AWS Certified Machine Learning Engineer – Associate (MLA-C01) — Question 30
A financial company receives a high volume of real-time market data streams from an external provider. The streams consist of thousands of JSON records every second.
The company needs to implement a scalable solution on AWS to identify anomalous data points.
Which solution will meet these requirements with the LEAST operational overhead?
Answer options
- A. Ingest real-time data into Amazon Kinesis data streams. Use the built-in RANDOM_CUT_FOREST function in Amazon Managed Service for Apache Flink to process the data streams and to detect data anomalies.
- B. Ingest real-time data into Amazon Kinesis data streams. Deploy an Amazon SageMaker endpoint for real-time outlier detection. Create an AWS Lambda function to detect anomalies. Use the data streams to invoke the Lambda function.
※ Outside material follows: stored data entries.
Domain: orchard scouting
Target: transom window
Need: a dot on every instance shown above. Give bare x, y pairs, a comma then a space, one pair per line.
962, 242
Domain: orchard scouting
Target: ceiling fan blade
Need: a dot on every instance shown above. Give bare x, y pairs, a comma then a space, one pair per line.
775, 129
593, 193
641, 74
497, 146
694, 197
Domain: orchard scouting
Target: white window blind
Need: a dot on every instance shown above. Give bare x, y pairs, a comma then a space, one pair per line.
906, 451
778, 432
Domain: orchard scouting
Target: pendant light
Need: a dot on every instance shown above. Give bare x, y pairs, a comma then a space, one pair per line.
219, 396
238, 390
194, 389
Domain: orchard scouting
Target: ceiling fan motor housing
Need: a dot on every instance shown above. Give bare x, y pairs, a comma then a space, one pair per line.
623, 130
- C. Ingest real-time data into Apache Kafka on Amazon EC2 instances. Deploy an Amazon SageMaker endpoint for real-time outlier detection. Create an AWS Lambda function to detect anomalies. Use the data streams to invoke the Lambda function.
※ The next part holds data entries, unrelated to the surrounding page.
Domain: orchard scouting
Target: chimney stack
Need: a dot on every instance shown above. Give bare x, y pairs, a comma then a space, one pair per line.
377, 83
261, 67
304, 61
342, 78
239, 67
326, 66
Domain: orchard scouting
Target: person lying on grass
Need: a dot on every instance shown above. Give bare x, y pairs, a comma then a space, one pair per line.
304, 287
- D. Send real-time data to an Amazon Simple Queue Service (Amazon SQS) FIFO queue. Create an AWS Lambda function to consume the queue messages. Program the Lambda function to start an AWS Glue extract, transform, and load (ETL) job for batch processing and anomaly detection.
Correct answer: A
Explanation
Option A is the best choice because it leverages Amazon Kinesis data streams and the RANDOM_CUT_FOREST function in Amazon Managed Service for Apache Flink, which is specifically designed for real-time anomaly detection with minimal operational management. Options B and C involve additional components like SageMaker and Lambda, increasing complexity, while option D relies on batch processing with AWS Glue, which is not suited for real-time requirements.